SQL vs. NoSQL / JSON Stores
- Several comments revisit the long-running “relational vs. hierarchical/JSON” debate:
- Pro-SQL voices cite relational algebra, flexibility of querying, and historical cycles (network/XML/JSON DBs repeatedly losing ground).
- Defenders of MongoDB/Cassandra note they solve real problems, have strong commercial traction, and are appropriate when schemas are uncontrolled or application-defined.
- There is pushback against using company revenue as proof of technical merit; success is seen as weak evidence of architectural soundness.
Distributed Stacks, Spark, and Scala
- Multiple practitioners report being forced onto Spark/Scala “big data” stacks for sub-GB feeds, describing them as slow to develop, operationally heavy, and unnecessary for most jobs.
- Others reply that:
- Centralized clusters solve governance/productionization problems (no copying sensitive data to laptops).
- Single-node Spark is possible, and you may someday need to scale without rewriting.
- Opinions on Scala are polarized: some see it as powerful and innovative; others report painful experiences with tooling, compilation speed, and “personal dialects.”
Statistics, Benchmarks, and Geometric Mean
- A side thread debates geometric vs arithmetic mean for timing benchmarks.
- Pro-geo-mean arguments: symmetric treatment of speedups/slowdowns, appropriate for multiplicative effects.

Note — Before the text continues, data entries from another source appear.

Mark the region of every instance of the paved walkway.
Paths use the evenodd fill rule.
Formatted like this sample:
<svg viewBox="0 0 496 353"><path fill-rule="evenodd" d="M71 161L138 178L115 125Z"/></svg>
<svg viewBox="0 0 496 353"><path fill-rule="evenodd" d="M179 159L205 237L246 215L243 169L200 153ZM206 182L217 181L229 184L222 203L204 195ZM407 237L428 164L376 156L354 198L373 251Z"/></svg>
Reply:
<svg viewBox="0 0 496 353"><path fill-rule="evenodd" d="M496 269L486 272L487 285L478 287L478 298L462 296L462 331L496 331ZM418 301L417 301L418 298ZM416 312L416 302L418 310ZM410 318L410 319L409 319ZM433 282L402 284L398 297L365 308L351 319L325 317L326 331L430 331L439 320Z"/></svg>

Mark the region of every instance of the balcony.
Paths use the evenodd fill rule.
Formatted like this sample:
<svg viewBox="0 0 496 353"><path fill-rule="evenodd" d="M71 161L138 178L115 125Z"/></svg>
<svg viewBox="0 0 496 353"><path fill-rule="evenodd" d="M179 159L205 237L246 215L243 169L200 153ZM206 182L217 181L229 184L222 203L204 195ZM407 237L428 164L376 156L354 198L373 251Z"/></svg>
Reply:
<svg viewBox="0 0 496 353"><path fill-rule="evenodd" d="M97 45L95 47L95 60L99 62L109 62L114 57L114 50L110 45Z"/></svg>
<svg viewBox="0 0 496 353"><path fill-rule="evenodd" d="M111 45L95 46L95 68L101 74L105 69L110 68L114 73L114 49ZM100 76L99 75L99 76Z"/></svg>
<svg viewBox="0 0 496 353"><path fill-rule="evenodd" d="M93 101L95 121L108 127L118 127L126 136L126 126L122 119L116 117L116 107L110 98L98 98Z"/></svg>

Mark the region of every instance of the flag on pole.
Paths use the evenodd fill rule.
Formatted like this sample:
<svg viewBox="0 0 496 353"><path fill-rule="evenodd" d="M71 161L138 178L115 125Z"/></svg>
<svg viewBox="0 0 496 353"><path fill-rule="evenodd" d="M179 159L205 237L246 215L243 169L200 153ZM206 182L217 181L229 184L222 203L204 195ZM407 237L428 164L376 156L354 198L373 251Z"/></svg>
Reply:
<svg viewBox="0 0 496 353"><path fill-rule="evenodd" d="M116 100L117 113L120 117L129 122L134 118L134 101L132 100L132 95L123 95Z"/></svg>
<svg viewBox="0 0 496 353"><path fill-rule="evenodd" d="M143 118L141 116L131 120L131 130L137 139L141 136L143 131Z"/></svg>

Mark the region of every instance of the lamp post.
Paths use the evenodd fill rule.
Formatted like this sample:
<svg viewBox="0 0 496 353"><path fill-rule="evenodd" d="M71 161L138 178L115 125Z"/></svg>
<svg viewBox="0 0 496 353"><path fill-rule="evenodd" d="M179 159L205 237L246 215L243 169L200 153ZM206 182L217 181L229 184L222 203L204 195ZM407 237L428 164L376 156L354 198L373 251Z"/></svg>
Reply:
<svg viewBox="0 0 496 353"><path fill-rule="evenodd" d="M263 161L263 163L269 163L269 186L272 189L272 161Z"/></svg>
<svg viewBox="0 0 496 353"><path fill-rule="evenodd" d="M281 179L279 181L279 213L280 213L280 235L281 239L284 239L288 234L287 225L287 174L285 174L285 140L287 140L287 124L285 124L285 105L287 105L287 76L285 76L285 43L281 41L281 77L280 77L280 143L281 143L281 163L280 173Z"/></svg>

- Critics show concrete examples where geometric mean understates real wall-clock impact, arguing it only fits compounding scenarios (e.g., price changes), not sequential tasks.
Hype, Incentives, and the “Lost Decade” Question
- Several comments frame the 2010s big‑data wave as driven by:
- Investor and management obsession with “web-scale,” microservices, and modern data stacks.
- Resume-driven architecture and VC-funded ecosystems that lock data into hosted platforms.
- Others argue the distributed push was justified for genuine petabyte‑scale analytics and high-ingest, low-latency workloads (logs, observability, SIEM, etc.), where single-node tools are insufficient.
- A recurring theme: data size alone is a poor proxy; concurrency, latency, ingest, governance, and economics often determine whether distributed architectures are warranted.